A construction company run by major Conservative Party donors has won £7.2 million in emergency Coronavirus contracts from the Ministry of Justice (MoJ), a joint investigation by the Byline Intelligence Team and The Citizens can reveal. 

Two contracts providing “works relating to emergency COVID” responses for the MoJ have been awarded to construction and development firm Wates Construction. The contracts started on 19 March 2021 and will run until 2023. 

Between 2001-2017, Wates Group Services Ltd gave £450,000 to the party. The Wates family, who own the group, has also donated extensively to the Conservatives. Former CEO Sir Christopher Wates donated a further £15,000, including £10,000 to Conservative MP for Hastings & Rye Sally-Ann Hart in 2019.

Today, Wates Construction is one of several subsidiaries of the Wates Group and is one of the largest family-owned construction companies in the UK. It deals in privately-owned construction, residential development and property services. Its annual turnover in 2020 was £1.45 billion.

The Wates Group reported achieving a record-breaking forward order book in 2020, totalling over £6.6 billion and securing £2.4 billion in new work. This was a 13.5% increase from 2019 – an increase that was announced prior to them receiving the £7.2 million in COVID-related work from the MoJ.

More recently, the Wates Group, along with building conglomerates Kier, ISG, and Laing O’Rourke, also secured a new £1 billion development project deal with the Ministry of Justice’s New Prisons Programme. The scheme involves building four new adult male prisons in East Riding, Yorkshire, along with three locations to be confirmed, as well as a £37 million affordable housing contract from Hounslow council.

This article was produced by the Byline Intelligence Team – a collaborative investigative project formed by Byline Times with The Citizens. If you would like to find out more about the Intelligence Team and how to fund its work, click on the button below.


Donations and Influence

Other political connections held by the Group raise other concerns about potential conflicts of interest. Alongside donations to the Conservative Party, Group Chairman, Sir James Wates sat on the board of former Prime Minister Theresa May’s corporate governance review body. The body was established in 2018 in a bid to crackdown on excessive executive pay and “aggressive tax avoidance” in private companies, following scandals involving BHS and Sports Direct.

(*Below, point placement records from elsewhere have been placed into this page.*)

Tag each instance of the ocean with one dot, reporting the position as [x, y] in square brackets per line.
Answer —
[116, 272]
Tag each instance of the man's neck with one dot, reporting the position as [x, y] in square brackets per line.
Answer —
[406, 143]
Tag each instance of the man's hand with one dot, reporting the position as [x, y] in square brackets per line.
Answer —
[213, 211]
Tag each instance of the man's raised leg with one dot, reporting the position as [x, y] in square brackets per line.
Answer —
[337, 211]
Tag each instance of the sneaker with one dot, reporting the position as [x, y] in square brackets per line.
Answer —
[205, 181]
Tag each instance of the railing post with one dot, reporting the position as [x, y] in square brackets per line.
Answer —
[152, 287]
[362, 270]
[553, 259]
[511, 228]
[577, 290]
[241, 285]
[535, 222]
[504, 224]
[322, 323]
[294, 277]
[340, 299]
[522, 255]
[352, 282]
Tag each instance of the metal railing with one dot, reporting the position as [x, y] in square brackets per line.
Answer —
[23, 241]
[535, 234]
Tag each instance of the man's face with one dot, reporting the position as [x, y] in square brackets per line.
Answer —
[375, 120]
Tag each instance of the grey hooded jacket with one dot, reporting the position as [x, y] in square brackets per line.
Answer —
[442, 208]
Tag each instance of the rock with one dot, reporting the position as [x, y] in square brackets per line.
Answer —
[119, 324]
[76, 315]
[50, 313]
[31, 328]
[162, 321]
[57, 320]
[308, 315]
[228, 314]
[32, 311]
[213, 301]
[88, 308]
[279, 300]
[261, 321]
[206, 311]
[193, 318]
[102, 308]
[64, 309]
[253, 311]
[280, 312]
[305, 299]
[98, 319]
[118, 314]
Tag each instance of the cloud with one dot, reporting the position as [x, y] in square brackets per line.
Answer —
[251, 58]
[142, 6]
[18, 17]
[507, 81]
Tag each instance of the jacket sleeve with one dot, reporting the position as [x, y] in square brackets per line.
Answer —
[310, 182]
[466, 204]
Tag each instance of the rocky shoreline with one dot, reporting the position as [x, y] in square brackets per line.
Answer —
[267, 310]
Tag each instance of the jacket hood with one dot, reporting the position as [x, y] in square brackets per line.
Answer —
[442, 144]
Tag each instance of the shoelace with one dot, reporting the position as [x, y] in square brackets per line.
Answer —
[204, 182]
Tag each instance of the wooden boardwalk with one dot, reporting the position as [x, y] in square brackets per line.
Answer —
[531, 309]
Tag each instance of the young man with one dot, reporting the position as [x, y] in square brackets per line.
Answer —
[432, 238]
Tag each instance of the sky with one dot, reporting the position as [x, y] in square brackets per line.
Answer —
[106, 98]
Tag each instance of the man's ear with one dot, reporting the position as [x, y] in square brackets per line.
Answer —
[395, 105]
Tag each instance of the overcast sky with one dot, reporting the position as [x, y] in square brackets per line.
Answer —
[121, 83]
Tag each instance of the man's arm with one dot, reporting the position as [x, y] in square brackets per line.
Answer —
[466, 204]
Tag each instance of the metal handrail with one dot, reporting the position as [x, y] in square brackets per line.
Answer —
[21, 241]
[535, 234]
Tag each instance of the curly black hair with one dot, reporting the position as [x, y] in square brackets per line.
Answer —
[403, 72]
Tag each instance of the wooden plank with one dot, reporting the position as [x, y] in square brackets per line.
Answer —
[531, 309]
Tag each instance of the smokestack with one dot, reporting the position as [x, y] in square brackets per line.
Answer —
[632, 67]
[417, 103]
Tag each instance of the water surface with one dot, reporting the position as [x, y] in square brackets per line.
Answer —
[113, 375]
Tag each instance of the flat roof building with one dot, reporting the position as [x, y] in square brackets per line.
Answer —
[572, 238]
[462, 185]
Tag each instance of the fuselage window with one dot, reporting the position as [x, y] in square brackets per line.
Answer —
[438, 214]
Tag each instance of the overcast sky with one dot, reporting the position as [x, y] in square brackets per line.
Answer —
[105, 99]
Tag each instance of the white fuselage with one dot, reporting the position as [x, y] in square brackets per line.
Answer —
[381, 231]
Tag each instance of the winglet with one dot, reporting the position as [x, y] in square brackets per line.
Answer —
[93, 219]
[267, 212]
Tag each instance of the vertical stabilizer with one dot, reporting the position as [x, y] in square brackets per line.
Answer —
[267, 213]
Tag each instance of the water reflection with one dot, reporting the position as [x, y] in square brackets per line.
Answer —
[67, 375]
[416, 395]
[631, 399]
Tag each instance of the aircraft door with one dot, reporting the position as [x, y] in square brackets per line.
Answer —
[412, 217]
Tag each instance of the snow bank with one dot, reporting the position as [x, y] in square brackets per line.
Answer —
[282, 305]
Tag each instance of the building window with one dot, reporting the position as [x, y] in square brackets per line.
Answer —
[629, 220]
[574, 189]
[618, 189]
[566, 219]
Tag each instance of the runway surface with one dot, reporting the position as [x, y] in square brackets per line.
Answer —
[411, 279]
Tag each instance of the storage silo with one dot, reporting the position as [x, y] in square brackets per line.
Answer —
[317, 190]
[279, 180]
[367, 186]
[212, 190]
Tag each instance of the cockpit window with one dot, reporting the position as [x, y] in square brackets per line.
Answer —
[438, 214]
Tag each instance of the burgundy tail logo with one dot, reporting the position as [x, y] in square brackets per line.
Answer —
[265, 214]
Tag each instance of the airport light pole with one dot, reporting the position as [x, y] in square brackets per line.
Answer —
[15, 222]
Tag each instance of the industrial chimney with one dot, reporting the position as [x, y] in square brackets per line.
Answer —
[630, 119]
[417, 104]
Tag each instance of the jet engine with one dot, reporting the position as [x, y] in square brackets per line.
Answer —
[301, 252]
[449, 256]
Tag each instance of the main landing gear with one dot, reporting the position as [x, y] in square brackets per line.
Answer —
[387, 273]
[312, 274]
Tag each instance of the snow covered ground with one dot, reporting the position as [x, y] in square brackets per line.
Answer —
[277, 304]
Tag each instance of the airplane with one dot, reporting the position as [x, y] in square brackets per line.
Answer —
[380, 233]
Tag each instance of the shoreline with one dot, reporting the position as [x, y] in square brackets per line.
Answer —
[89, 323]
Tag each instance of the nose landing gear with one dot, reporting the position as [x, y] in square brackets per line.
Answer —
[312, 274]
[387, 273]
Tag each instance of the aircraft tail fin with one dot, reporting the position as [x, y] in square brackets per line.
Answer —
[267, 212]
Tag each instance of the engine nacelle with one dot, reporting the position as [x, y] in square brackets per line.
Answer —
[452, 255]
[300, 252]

The appointment of Wates drew criticism from Shadow Cabinet Members, and the Labour Partry questioned whether he was the correct person to be put in charge of a voluntary code to end improper behaviour in large private firms.

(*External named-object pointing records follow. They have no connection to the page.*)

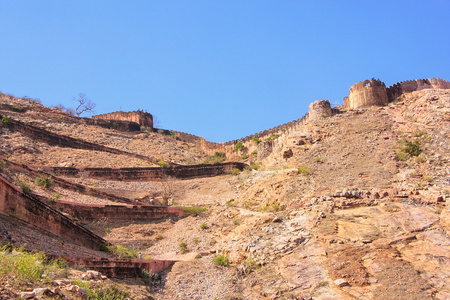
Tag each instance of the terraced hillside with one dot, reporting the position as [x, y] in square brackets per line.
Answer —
[350, 205]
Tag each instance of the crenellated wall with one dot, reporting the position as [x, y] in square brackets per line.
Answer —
[14, 203]
[367, 93]
[144, 119]
[396, 90]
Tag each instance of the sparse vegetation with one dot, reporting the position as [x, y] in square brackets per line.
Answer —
[238, 146]
[121, 252]
[183, 247]
[250, 265]
[25, 188]
[221, 260]
[22, 267]
[163, 164]
[218, 157]
[193, 210]
[256, 140]
[272, 137]
[2, 165]
[44, 181]
[6, 120]
[55, 197]
[101, 292]
[304, 170]
[245, 156]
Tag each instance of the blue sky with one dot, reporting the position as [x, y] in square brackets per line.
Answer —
[218, 69]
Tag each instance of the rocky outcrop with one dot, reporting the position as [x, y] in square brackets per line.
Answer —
[144, 119]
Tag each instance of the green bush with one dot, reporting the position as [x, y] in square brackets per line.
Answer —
[218, 157]
[256, 140]
[272, 137]
[27, 267]
[235, 171]
[44, 182]
[254, 166]
[250, 265]
[25, 188]
[55, 197]
[2, 165]
[6, 120]
[412, 148]
[221, 260]
[238, 146]
[401, 155]
[183, 247]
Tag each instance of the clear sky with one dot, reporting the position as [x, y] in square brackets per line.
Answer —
[218, 69]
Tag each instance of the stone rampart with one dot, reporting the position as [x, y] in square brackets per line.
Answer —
[144, 119]
[113, 124]
[148, 174]
[91, 212]
[14, 203]
[320, 109]
[120, 268]
[367, 93]
[51, 138]
[66, 184]
[396, 90]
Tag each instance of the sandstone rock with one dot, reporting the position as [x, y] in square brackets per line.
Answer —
[27, 295]
[40, 291]
[341, 282]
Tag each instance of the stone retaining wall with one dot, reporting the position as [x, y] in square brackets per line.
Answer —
[91, 212]
[120, 268]
[148, 174]
[14, 203]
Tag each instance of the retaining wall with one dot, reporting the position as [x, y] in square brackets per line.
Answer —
[90, 212]
[120, 268]
[148, 174]
[65, 141]
[140, 117]
[66, 184]
[14, 203]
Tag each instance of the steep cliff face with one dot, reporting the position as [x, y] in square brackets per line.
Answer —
[358, 209]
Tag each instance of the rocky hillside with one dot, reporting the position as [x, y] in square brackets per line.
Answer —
[347, 206]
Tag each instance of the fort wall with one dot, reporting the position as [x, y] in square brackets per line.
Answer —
[367, 93]
[396, 90]
[144, 119]
[14, 203]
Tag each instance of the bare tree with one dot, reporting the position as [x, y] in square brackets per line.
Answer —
[84, 105]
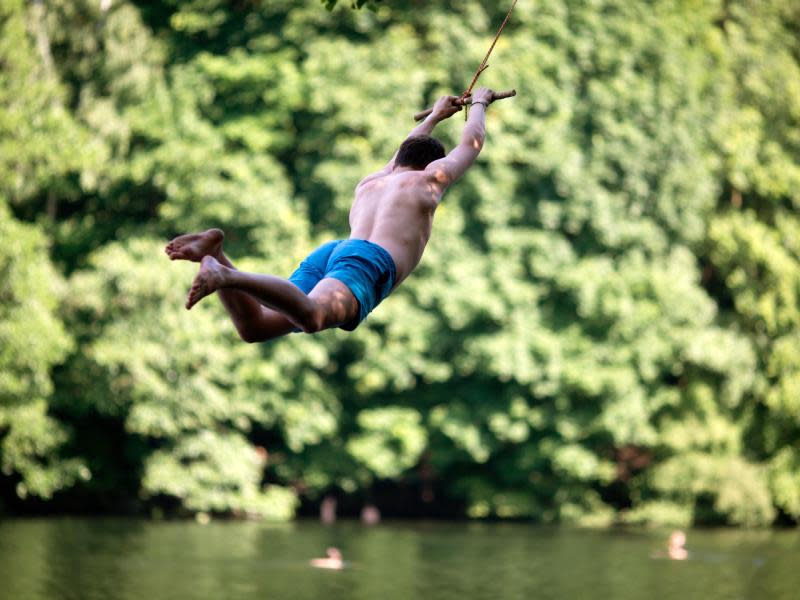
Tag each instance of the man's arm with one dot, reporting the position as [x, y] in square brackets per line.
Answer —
[448, 169]
[443, 109]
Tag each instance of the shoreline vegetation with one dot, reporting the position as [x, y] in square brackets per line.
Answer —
[605, 328]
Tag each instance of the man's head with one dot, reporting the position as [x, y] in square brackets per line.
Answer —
[419, 151]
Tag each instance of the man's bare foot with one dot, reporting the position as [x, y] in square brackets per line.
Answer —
[208, 280]
[194, 246]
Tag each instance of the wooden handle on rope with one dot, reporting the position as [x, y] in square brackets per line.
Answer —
[496, 96]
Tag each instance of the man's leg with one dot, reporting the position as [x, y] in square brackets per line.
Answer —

Other links to the Conservative Party with the Wates family are also well established. Both Sir James and relation Timothy Wates attended functions of the Leaders Group, the Conservative dining society that grants access to Tory ministers. In 2019, openDemocracy reported how group members had given more than £130 million to the Conservatives since 2010. Annual membership fee of the group is £50,000.

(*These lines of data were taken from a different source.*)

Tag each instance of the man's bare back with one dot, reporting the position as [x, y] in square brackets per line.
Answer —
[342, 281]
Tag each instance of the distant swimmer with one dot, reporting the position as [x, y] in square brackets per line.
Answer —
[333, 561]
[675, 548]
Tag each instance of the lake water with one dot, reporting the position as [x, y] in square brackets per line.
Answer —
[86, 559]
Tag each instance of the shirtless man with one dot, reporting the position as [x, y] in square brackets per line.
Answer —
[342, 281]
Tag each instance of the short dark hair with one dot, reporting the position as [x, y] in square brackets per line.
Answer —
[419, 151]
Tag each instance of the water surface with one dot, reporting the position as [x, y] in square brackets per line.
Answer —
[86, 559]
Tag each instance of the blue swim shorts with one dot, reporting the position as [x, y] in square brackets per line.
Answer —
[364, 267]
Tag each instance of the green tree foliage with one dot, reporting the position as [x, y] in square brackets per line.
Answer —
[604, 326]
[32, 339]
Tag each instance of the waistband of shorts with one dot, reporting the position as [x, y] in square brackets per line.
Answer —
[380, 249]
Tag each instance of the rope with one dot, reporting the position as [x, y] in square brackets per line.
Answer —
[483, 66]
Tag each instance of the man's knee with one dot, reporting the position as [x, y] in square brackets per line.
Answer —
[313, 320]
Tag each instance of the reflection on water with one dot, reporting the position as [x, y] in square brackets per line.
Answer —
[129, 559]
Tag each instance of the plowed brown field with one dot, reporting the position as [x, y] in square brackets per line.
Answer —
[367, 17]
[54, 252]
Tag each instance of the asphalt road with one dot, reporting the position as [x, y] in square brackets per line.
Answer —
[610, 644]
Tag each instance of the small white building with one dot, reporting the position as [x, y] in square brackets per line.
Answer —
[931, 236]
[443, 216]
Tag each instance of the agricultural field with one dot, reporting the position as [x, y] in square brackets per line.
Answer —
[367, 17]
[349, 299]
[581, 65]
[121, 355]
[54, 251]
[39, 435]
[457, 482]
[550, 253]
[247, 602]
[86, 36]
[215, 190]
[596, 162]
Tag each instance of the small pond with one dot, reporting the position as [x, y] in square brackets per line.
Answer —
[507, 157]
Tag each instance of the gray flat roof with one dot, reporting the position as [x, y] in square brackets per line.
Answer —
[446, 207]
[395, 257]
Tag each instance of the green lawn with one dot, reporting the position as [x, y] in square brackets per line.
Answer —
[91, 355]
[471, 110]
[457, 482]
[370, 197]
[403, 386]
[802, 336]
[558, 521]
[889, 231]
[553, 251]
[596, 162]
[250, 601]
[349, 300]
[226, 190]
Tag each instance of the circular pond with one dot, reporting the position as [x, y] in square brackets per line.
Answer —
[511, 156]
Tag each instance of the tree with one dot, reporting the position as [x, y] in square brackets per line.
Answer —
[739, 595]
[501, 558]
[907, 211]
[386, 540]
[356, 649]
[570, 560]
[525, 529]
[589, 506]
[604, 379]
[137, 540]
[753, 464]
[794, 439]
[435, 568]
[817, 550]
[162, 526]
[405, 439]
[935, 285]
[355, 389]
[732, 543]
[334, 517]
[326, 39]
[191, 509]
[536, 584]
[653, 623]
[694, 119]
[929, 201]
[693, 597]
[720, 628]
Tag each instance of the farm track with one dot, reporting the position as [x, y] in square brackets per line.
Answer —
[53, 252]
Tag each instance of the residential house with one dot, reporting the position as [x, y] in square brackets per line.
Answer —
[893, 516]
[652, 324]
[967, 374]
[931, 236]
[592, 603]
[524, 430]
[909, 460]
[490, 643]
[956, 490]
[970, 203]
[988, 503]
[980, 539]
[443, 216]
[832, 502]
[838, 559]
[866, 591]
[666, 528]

While the experience of the Wates Group isn’t in doubt, the contracts reflect a trend during the past 18 months of companies where known associations of the Conservative Party have won major COVID-19 Government contracts.

New research from Transparency International has also shown that one in every five pounds of all donations to the Conservative Party between 2010-2020 came from property developers. Its ‘House Of Cards’ report said: “this unhealthy high reliance on those with certain interests creates a risk that ministerial decisions are incentivised by their party’s financial ties to housing developers, major landowners, and those with large property portfolios”.

Despite personal donations from family members, a spokesperson said the Wates Group had “not made any political donations since 2017 and all contracts awarded to Wates Construction by the Ministry of Justice have been won through a competitive tendering process.”

The spokesperson added how the company’s “financial resilience and long-term perspective mean we are well placed to not only deliver buildings that help improve rehabilitation and cut reoffending for the Ministry of Justice but also boost the UK’s transition to net zero and create real social value for the local communities and economies where we operate.”